Título: As razões do enxugador de gelo
Autor: Adriana Fernandes, Beatriz Abreu
Fonte: O Estado de São Paulo, 14/01/2006, Economia & Negócios, p. B6

Não basta enquadrar o secretário do Tesouro. É preciso entender as razões dele. Joaquim Levy se sente um enxugador de gelo. Ele se põe a produzir um superávit primário (sobra de arrecadação para pagamento da dívida), de nada menos que 4,25% do PIB, mas a alta dos juros imposta pela política de metas se encarrega de aumentar ainda mais a dívida. Ele se queixa de mais duas distorções. A primeira delas é a extorsão sobre o Tesouro. Em toda parte, o tesouro é que paga os juros mais baixos da economia. No Brasil, clientes do BNDES, produtores rurais, exportadores e mutuários do sistema habitacional pagam juros mais baixos do que os atuais 18% ao ano cobrados da maior parte da dívida pública federal.

Em outras palavras, como cerca de 30% do crédito paga juros favorecidos, o Banco Central está obrigado a puxar mais do que necessitaria pelos juros básicos (Selic) para empurrar a inflação para dentro da meta.Levy reivindica a convergência dos juros para que o Tesouro não seja prejudicado.

A outra distorção tem a ver com a natureza dos juros pagos pelo Tesouro.
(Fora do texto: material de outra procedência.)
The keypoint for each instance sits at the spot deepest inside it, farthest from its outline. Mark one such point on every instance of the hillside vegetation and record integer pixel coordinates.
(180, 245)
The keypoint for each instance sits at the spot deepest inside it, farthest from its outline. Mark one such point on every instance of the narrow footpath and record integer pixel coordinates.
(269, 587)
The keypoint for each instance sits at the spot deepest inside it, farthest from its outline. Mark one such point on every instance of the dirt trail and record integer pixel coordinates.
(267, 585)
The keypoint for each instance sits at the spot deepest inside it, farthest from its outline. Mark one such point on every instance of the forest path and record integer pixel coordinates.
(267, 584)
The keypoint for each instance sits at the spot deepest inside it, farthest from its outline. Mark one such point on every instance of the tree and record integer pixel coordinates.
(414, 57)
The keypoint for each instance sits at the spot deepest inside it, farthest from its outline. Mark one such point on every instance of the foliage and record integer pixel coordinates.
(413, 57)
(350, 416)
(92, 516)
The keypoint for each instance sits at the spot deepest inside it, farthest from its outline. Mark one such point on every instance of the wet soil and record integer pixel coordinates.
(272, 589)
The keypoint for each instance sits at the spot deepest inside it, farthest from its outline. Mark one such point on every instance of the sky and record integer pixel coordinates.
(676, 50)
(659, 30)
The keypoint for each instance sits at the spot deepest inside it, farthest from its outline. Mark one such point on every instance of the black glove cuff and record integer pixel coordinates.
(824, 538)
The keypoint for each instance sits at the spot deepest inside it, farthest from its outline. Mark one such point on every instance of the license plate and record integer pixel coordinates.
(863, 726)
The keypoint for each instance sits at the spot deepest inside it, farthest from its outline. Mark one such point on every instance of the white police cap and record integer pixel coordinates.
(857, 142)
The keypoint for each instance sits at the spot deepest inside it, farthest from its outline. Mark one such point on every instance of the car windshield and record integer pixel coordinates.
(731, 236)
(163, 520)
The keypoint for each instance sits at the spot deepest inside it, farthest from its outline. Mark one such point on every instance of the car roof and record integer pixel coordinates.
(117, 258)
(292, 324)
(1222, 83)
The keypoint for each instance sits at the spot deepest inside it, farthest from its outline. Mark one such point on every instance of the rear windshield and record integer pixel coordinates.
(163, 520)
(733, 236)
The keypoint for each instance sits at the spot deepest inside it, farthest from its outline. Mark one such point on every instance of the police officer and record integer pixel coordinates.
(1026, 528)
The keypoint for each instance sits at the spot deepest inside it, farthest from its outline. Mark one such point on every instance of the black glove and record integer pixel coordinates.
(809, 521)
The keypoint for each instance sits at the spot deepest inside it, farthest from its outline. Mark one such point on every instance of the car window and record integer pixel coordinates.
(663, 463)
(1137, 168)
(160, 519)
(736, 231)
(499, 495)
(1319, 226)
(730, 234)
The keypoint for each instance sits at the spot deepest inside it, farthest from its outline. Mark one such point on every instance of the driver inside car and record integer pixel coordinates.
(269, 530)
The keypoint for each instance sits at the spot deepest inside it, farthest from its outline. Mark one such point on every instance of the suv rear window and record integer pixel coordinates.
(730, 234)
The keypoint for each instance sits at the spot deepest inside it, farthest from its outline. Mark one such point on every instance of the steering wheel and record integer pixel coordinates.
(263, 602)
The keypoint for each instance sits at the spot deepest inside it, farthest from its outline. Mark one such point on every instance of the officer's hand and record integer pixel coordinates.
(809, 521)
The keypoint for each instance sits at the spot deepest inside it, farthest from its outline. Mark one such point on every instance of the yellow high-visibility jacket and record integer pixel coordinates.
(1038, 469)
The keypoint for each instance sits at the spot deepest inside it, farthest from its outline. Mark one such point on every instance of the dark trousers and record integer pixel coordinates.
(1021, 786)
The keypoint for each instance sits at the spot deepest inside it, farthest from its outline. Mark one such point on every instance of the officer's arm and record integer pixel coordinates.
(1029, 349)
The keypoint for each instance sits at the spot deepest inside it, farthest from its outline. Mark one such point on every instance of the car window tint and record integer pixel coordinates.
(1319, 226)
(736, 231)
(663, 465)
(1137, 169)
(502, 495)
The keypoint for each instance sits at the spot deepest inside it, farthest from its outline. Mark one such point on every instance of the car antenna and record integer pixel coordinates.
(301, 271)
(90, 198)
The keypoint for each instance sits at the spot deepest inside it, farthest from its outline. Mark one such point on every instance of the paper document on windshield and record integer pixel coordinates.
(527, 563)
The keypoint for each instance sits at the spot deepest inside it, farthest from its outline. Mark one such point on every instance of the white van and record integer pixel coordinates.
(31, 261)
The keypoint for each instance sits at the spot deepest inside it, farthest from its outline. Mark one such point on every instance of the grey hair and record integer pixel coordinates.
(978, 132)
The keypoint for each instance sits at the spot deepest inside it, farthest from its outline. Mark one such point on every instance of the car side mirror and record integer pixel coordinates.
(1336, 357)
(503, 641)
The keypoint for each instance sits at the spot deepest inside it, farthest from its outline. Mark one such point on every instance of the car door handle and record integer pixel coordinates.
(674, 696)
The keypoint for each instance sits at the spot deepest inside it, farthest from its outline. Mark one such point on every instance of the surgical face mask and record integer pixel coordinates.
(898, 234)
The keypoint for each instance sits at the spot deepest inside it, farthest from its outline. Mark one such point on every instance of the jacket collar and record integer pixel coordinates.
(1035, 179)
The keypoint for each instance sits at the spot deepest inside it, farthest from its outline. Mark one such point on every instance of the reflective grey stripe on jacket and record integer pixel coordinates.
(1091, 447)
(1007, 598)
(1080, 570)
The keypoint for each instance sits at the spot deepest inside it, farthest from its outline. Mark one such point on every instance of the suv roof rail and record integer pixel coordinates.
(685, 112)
A regra do mercado financeiro mundial é que os tesouros emitam títulos de dívida com juros prefixados. Nas revendas dos títulos, o próprio mercado se encarrega de impor descontos ou ágios, conforme as condições de momento.

Por motivos históricos ligados às crises do passado, a maior parte da dívida federal em títulos está denominada em Letras do Tesouro Federal (LFTs), que rendem a Selic. Isso significa que as despesas com juros variam conforme a política monetária. Quando os juros sobem, a despesa do Tesouro também sobe.

O Tesouro já conseguiu aumentar a parcela de títulos com juros prefixados de cerca de 2% para 29% do total mas isso é pouco. Alguma reforma tem de ser feita para acabar com isso.